Wednesday, July 27, 2005

Where Art and Commerce Meet, There is Greatness

Music Wonkery

Country music has a problem. As I opined a while ago writing about a career retrospective of songwriter and singer Rodney Crowell, Nashville tends to eat its dead. At the first sign of weakness, great artists with storied careers eventually find themselves unable to get radio play, press attention, or a cup of coffee on the strength of their good name. Within Nashville society, this means that elders are given lip service but shunned in public. In the larger picture, this means that country oldies radio is at best a niche genre, relegated to a late-night set or the far reaches of the AM dial. Instead, most country radio dedicates itself to whatever’s hot on the Country Top 40 chart, wasting good time on fatuous dreck by Toby Keith (he’s a Ford Truck man!) or the animatronic wonder called Shania Twain.

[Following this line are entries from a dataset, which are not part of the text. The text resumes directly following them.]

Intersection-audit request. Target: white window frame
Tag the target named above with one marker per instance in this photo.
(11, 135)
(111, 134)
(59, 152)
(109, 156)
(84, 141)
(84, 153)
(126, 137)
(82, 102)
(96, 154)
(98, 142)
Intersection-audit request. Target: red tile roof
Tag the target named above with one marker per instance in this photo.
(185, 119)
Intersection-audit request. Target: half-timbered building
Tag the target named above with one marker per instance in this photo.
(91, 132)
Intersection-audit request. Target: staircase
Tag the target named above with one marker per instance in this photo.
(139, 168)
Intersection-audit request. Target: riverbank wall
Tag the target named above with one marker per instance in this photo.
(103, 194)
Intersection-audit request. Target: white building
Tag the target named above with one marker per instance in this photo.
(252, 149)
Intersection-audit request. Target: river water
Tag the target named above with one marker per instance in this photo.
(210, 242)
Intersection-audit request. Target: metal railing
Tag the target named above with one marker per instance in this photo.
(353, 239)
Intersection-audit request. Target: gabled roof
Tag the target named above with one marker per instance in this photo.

From time to time, country does return to its roots. After the great Countrypolitan revolution of the 1980s came a revival of classic sounds, boosting the careers of Randy Travis and Clint Black among others. Currently artists like Faith Hill and LeAnn Rimes (talented ladies both) have released albums reasserting their down-home credibility, correctly sensing that actual people in Kentucky, Wyoming and even Maine mostly drive pickups and wear blue jeans, not BMWs and Manolo Blahniks.

But this unfortunately does not mean an actual rediscovery of the past. There are literally dozens of incredible artists who once had massive careers who now languish in semi-obscurity. The living at least have a chance at redemption through a comeback record. The departed are not so lucky, and it falls to dedicated cadres of fans at record labels, radio stations, and in the record-buying public to keep their flame alive.

In a fortunate confluence of purpose and commerce, Sony has been compiling excellent best-ofs from their catalog under the “Legacy Essential” series for several years now. Already country greats like Johnny Cash, Kris Kristofferson, Willie Nelson, and Earl Scruggs have gotten their due, and now Legacy have added the great, half-forgotten Marty Robbins to this list.